在我当前的代码中,我正在浏览客户将其传递到3个程序-P1,P2,P3 P1,P2,P3是处理大部分处理的类,并且将数据推回


def convertToDictForEachBatch(df, batchId):

    # code to change syslog to required format - this is not  included here since it is not relevant to the issue
    
    # loop over the customers, and call the classes P1, P2, P3 for each customer
    # TBD : run the processes in aynchronous fashion/concurrently
    for cust in hm.values():
    
            # tdict_ap - has data specific to P2, filter code is not shown
            p1 = P1(tdict_ap, spark, False, cust)
            
            
            # tdict_ap - has data specific to P2, filter code is not shown
            p2 = P2(tdict_ap, spark, False, cust)
            
            
            # tdict_ap - has data specific to P3, filter code is not shown
            p3 = P3(tdict_ap, spark, False, cust)
            
            
                

# df_stream = data read from Kafka, this calls function convertToDictForEachBatch       

query = df_stream.selectExpr("CAST(value AS STRING)", "timestamp", "topic").writeStream \
         .outputMode("append") \
         .trigger(processingTime='10 minutes') \
         .option("truncate", "false") \
         .option("checkpointLocation", checkpoint) \
         .foreachBatch(convertToDictForEachBatch) \
         .start()
        


上述代码中的Kafka,处理是顺序的。
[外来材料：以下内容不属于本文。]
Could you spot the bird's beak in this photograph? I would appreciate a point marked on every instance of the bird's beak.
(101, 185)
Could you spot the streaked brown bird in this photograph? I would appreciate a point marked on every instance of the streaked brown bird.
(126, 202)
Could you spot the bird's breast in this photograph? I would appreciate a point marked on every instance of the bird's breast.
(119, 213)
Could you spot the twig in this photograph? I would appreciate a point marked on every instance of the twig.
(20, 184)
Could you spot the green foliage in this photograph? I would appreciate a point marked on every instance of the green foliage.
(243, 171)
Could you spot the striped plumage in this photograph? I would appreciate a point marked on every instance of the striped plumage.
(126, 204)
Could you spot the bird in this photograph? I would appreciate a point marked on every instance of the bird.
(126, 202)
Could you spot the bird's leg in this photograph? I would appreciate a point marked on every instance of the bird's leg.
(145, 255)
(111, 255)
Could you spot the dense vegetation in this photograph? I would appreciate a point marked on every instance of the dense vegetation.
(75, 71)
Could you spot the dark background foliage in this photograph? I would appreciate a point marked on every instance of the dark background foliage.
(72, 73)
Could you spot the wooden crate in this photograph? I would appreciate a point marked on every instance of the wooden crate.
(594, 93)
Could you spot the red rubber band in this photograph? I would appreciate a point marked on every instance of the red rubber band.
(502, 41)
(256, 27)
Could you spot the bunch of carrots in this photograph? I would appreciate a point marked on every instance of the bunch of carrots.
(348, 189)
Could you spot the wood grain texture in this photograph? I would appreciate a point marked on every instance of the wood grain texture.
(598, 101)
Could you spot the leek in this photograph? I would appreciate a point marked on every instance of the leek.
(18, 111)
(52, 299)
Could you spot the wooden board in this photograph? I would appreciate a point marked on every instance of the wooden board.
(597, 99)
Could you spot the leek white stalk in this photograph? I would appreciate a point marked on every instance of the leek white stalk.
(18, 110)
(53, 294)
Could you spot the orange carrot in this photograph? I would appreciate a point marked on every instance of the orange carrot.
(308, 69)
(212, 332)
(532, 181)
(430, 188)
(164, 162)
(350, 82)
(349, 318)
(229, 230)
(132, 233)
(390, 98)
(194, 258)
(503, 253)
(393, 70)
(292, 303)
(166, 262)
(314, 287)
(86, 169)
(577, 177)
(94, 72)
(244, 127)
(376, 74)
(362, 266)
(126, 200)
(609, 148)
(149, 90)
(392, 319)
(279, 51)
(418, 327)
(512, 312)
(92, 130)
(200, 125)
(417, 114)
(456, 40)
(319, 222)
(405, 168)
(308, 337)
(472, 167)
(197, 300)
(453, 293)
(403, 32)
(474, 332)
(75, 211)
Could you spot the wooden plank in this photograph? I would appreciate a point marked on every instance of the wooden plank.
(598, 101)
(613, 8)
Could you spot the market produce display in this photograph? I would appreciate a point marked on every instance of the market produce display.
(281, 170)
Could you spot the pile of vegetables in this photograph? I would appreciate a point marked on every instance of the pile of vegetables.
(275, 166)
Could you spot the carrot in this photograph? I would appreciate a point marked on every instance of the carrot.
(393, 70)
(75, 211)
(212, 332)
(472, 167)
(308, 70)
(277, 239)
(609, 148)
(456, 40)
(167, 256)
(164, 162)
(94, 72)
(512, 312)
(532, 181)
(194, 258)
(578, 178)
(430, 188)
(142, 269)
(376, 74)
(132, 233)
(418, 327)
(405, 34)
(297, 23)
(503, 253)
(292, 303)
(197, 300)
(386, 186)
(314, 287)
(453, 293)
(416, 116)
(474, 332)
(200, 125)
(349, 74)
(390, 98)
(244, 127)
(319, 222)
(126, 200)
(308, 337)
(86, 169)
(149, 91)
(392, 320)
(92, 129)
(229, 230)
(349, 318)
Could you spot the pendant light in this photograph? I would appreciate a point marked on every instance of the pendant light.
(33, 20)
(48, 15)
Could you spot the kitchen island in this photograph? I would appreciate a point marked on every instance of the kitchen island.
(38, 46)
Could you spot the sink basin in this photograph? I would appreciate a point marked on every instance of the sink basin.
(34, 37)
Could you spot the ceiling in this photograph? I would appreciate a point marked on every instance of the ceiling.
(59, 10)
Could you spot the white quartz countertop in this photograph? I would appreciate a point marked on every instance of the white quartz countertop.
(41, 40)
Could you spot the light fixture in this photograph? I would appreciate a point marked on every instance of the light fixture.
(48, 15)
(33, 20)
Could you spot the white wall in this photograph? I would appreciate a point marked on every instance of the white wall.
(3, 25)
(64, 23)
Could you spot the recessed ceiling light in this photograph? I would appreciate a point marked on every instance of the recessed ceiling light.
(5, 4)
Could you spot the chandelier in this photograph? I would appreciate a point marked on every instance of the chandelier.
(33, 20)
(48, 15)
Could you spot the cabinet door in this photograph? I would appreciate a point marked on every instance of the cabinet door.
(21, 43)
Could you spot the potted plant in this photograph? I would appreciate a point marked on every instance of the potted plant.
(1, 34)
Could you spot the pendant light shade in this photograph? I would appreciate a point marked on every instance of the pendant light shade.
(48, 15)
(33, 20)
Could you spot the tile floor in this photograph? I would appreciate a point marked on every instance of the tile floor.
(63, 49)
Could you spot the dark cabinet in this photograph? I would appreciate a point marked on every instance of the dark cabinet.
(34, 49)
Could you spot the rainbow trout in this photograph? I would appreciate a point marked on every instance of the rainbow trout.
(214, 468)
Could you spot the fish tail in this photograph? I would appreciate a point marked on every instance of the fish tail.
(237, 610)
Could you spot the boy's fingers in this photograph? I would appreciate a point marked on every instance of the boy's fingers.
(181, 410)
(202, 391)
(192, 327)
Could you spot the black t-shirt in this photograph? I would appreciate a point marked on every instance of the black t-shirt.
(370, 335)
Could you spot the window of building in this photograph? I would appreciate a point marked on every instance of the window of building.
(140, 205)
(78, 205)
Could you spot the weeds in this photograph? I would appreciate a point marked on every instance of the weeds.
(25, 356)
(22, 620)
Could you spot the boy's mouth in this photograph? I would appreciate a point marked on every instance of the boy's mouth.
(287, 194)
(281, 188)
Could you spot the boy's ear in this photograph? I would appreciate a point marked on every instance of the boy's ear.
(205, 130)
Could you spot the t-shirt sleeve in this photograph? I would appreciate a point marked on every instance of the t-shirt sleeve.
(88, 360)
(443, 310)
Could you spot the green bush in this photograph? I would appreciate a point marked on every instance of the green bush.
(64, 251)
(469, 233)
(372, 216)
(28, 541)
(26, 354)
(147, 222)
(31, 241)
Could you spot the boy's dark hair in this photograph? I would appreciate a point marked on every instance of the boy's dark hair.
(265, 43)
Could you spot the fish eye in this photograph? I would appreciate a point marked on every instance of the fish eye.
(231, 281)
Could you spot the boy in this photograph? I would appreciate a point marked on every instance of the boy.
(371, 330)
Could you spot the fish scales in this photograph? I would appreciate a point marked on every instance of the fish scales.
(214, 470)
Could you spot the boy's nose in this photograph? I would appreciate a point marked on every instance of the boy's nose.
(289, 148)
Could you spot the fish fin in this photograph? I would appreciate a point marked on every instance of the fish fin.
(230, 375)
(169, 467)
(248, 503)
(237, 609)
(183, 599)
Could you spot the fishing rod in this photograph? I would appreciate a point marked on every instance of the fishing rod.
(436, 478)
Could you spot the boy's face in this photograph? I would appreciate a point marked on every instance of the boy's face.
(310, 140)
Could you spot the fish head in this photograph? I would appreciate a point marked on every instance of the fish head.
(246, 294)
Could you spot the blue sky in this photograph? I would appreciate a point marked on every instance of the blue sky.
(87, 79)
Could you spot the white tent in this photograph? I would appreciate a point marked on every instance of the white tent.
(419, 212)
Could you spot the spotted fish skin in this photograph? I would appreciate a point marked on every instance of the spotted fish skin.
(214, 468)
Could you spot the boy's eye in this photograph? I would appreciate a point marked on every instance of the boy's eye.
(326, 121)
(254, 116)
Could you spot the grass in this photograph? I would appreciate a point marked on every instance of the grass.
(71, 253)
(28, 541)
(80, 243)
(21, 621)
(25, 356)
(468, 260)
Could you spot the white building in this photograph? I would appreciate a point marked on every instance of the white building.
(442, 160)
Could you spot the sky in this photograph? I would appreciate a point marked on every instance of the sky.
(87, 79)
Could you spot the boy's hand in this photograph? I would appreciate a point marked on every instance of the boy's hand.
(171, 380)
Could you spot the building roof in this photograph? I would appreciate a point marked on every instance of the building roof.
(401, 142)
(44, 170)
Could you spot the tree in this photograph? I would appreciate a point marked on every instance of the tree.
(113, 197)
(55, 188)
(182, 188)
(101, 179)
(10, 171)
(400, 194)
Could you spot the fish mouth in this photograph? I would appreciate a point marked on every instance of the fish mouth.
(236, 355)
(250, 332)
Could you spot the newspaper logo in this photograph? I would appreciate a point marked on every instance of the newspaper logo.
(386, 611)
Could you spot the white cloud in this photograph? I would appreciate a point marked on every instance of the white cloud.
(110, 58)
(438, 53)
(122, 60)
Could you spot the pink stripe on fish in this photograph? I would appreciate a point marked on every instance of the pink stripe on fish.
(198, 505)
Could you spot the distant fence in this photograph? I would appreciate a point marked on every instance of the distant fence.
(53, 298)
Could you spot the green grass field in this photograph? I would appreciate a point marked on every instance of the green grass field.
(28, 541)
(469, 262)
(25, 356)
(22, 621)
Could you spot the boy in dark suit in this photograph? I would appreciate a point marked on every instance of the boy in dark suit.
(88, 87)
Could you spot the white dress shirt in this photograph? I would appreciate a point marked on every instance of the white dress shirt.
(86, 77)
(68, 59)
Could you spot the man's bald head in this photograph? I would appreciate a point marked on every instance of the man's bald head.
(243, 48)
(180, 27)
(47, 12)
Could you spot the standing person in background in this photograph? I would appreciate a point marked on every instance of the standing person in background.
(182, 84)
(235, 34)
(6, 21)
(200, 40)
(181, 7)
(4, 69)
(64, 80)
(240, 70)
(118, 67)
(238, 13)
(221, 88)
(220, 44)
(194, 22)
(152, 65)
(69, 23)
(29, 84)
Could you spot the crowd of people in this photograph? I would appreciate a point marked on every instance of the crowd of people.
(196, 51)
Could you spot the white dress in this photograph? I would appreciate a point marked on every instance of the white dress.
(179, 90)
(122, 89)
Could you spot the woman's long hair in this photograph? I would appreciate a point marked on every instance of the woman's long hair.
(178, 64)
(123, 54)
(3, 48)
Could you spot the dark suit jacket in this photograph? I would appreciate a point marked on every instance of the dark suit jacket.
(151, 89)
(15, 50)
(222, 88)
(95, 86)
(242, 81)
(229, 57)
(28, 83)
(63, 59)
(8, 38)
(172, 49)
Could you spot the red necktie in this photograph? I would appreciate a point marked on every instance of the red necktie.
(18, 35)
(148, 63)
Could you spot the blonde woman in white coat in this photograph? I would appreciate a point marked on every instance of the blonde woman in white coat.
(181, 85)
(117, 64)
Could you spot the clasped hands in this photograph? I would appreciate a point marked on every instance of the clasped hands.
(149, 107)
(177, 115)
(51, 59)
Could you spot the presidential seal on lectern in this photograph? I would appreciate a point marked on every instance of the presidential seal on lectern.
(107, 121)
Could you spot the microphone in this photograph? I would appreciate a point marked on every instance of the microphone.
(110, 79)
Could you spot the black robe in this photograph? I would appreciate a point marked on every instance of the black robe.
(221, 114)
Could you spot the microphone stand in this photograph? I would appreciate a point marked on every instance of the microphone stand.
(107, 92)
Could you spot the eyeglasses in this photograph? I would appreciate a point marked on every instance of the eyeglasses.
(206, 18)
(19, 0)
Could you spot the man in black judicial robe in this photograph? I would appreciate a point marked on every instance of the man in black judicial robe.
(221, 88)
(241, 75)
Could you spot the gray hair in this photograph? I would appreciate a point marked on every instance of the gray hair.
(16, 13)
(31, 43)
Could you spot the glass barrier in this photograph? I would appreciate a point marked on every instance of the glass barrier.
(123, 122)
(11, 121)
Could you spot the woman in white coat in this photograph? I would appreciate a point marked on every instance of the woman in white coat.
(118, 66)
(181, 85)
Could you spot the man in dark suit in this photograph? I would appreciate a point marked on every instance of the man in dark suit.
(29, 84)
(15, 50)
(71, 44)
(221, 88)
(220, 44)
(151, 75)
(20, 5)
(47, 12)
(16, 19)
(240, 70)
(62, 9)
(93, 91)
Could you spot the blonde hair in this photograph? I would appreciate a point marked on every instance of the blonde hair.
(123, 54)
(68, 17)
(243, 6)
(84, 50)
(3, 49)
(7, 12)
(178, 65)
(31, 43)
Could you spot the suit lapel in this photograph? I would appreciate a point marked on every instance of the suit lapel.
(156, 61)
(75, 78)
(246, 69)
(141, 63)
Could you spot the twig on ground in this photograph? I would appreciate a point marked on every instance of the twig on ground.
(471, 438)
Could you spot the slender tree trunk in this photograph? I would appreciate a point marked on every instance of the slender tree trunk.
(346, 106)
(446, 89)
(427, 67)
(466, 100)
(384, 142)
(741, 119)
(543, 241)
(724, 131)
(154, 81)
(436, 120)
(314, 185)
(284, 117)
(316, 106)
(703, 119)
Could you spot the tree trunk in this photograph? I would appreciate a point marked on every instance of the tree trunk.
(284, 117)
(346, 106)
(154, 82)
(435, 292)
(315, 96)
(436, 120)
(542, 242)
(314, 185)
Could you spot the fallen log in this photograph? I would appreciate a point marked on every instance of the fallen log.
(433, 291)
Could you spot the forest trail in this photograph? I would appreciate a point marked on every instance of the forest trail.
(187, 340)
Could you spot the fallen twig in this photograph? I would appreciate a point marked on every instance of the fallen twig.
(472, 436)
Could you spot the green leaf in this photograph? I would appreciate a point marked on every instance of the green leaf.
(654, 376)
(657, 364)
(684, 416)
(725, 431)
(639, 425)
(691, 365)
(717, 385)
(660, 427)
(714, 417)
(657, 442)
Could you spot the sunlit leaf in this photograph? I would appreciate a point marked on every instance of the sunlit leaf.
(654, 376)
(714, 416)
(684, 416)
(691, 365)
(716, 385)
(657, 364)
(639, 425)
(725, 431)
.我想在可能的范围内同时进行处理并发/异步

。我正在考虑:

  1. 使用asyncio
    - 据我了解,这可能会改善性能,因为对于每个客户,它可能允许在3堂课中以异步方式进行处理

性能 - 如果有足够的执行者

在这里是相同的代码, 这应该允许多个客户(在特定类中)并发。 我认为这可能需要在P1,P2,P3 PLS中的每个类别中的每个类别中都需要做到这一点,


window = Window.partitionBy('cust')

all_DF = all_DF.repartition('cust').cache()

results = (
    all_DF
    .groupBy('cust')
    .apply(<function>)
    )

该建议是什么是实现这一目标的最佳方法?

蒂亚!

I've a Structured Streaming program running on GCP Dataproc cluster which reads data from Kafka every 10 mins, and then does processing.
This is a multi-tenant system i.e. the program will read data from multiple customers.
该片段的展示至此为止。